Homosexuality, too, is a method of adapting to adverse circumstances. But like sociopathy, it exacts a cost in terms of constrictions in relationships.

There are many psychological "illnesses" which cannot be adequately or convincingly explained using the medical model of psychiatry. Being homosexual is not like having a tumor. We should throw out the Diagnostic and Statistical Manual and start carefully rethinking all of these so-called illnesses. Right now, the DSM is mostly a collection of problems labeled illnesses because they are simply consensually undesirable within our present culture. But at base, they are really issues of values, philosophy, and character.

How can we "prove" to the psychiatric establishment that homosexuality is psychologically unhealthy? When we tried to defend the idea that homosexuality is a disorder as evidenced by the higher associated suicide rate, gay activists said that the suicide was not due to the inherently dissatisfying nature of the condition--it was due to the stresses of homophobia. When we point to the high level of gay promiscuity, they said we were using a narrow, "heterosexist" and outdated definition of promiscuity. Gays could be emotionally faithful to one partner, they argued, while being sexually active with many partners.

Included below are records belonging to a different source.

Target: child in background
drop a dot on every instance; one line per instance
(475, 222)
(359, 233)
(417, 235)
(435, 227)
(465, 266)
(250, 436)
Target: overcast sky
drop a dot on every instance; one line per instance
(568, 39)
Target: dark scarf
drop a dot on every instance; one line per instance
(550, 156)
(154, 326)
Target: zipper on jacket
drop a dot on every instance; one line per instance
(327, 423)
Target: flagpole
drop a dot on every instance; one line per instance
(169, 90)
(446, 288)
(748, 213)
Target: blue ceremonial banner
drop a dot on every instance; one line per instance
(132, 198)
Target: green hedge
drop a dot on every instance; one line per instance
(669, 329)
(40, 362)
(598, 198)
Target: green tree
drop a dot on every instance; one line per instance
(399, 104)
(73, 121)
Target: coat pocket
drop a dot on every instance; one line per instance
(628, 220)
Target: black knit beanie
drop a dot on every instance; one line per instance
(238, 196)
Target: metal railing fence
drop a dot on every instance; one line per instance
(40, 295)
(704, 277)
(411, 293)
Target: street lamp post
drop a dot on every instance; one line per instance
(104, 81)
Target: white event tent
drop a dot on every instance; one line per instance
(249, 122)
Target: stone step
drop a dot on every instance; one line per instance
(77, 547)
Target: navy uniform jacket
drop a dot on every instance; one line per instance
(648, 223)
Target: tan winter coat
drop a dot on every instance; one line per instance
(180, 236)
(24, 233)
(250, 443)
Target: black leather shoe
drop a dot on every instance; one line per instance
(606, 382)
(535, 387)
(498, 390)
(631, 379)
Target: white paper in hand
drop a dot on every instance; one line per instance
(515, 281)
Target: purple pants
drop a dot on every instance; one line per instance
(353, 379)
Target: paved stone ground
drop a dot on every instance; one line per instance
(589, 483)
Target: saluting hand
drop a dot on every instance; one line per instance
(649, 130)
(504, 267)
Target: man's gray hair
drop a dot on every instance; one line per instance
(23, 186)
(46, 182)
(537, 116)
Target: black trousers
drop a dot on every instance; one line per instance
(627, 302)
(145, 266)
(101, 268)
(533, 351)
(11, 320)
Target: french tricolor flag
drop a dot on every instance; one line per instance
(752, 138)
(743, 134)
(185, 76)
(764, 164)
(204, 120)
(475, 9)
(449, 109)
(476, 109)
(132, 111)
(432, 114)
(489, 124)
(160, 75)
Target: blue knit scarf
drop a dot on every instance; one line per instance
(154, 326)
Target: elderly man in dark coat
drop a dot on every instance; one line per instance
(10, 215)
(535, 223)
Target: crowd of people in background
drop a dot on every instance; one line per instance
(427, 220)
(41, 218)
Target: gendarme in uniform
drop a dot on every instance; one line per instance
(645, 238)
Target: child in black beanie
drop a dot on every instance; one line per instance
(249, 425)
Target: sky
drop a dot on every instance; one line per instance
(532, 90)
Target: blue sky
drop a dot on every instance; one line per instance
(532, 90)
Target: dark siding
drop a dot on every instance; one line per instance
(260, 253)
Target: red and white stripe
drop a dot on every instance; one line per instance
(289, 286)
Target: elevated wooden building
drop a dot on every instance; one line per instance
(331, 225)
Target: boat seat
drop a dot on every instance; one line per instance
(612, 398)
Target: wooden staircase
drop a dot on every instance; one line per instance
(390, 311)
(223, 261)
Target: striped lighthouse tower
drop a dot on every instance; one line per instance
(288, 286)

And you can't get around those arguments unless you're actually willing to say that promiscuity is an inferior way of life. You need to be able to say that some certain standard is better.

If we can't settle on a shared higher vision, then it's amazing what we must be prepared to accept. For example, there is actually a growing body of literature in sexological journals arguing that the psychological and emotional benefits of promiscuity more than outweigh the risks to life from AIDS.

So that is the fundamental flaw of psychology--it is meaningless without the backdrop of a framework of values.

There I believe homosexuality--like narcissism--is best viewed as a spiritual and moral illness.

Now psychology as a discipline must step up to the table and accept responsibility for the extent to which it has been propagating an amoral ethos. Dostoevsky put it best in The Grand Inquisitor: "Without God, everything is permissible."